アスペルガーの僕が、親子のコミュニケーションで大事にしてほしいと感じること

防衛医科大学校卒業後、自衛隊医官として勤務され、自衛隊退職後、整形外科を開業。『ぼくはアスペルガーなお医者さん 「発達障害」を改善した3つの方法』を執筆された畠山さんに、そのライフストーリーをお伺いします。

自分の信念のためには、開業医のままではダメだと感じたとき…

編集部:前回、ルールを知っておくと理不尽かどうか、なぜそのことが起きているのか理解できる、と教えていただきました。

畠山:はい。

編集部:その理不尽を理解した後、「やっぱり理不尽だな」という場面では…

畠山:理解した上で、そもそもの目的とブレている、間違っていると思ったら言いますね。

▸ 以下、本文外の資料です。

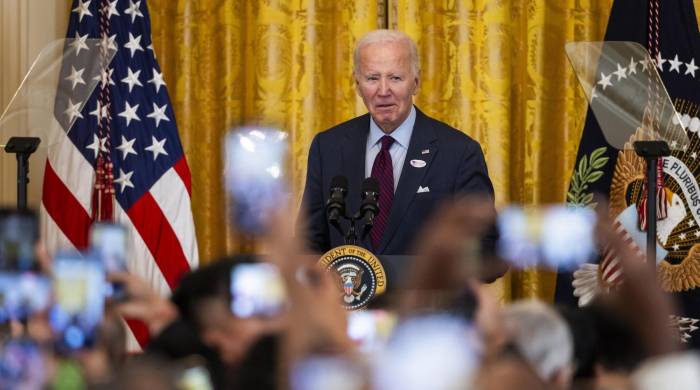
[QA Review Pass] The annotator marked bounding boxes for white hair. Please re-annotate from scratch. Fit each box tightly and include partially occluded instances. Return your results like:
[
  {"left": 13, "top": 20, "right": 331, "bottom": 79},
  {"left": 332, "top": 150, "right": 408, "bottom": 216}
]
[
  {"left": 352, "top": 30, "right": 420, "bottom": 77},
  {"left": 504, "top": 300, "right": 574, "bottom": 381}
]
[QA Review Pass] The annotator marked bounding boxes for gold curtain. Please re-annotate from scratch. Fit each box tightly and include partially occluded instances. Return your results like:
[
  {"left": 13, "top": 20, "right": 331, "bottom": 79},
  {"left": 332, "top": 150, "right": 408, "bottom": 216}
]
[
  {"left": 388, "top": 0, "right": 612, "bottom": 299},
  {"left": 148, "top": 0, "right": 386, "bottom": 263},
  {"left": 148, "top": 0, "right": 700, "bottom": 299}
]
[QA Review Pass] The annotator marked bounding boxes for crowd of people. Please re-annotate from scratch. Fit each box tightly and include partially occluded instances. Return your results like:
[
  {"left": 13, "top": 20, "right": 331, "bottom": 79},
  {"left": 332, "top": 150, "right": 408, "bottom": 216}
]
[{"left": 0, "top": 200, "right": 700, "bottom": 390}]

勤務していた病院でも「それは病院のためであって患者のためではないですよね」という事も言ってしまう。
自衛官として、人のために働くものだと思っていましたから、病院の利益のために働く、というのはおかしいと感じたら会議でも上申していました。

編集部:そうなんですね。

畠山:人のために働く、という点では、震災の後、開業医をやめましたね。

お金を稼ぐことよりも大事なことがある、と。世のため人のためになることをするために自分は残りの人生を生きるんだという強い信念を持っています。

東日本大震災がキッカケで、そう強く感じたんです。

それまでは、地元で開業医。それも、「地域のためになるクリニックをやる」と決めていて、待ち時間30分以内の整形外科クリニックとして当時毎日200名くらい患者さんが来院していました。
地域に貢献し、クリニックも儲けがでる、WIN−WINだと思っていたんですね。

ですが震災のあと、スタッフは原発の影響を心配して出身地に帰ろうとする人もいましたし、患者さんが誰も来ない・来られない日もありました。
でも、お年寄りは骨が弱くて避難所では怪我をしている。

その時、自分が手の届く範囲の人だけを助けているだけじゃダメだと気づいたんです。僕の信念を達成するには、開業医ではダメだと思った。開業医は僕じゃない先生でも出来るから。

「より多くの人の役に立ちたい」それが今の活動の中心。とくに親子のコミュニケーションは…

編集部:それで現在発達障害等の分野で書籍や講演活動をされているんですね。

畠山:そうですね、子育てに悩む方は僕の開業した病院が手の届く範囲以上にいらっしゃいますから。僕の経験や知恵を伝えることは病院にいるよりも「より多くの人のためになる」と考えたのです。

編集部:なるほど。

畠山:それでいうと、親子のコミュニケーションの何が難しさになるのかといえば、「子どもは今何を思って、何に興味があって…」ということを親は意外と知らないことが多いことかなと感じます。

子どもって3ヶ月ごとくらいにマイブームがあるでしょ?
もっと早いスパンかもしれないですね。

編集部:ありますあります!2週間くらいで興味が変わっているお子さんもいて。

畠山:そうですよね。

興味があること、というのは今脳が発達しようとしている分野なんです。

その興味のあることに対して、理解が深まったり脳の回路が出来上がったり、十分に経験したら、次の興味に移ります。そのことを、ちゃんと理解してあげることが大事ですよね。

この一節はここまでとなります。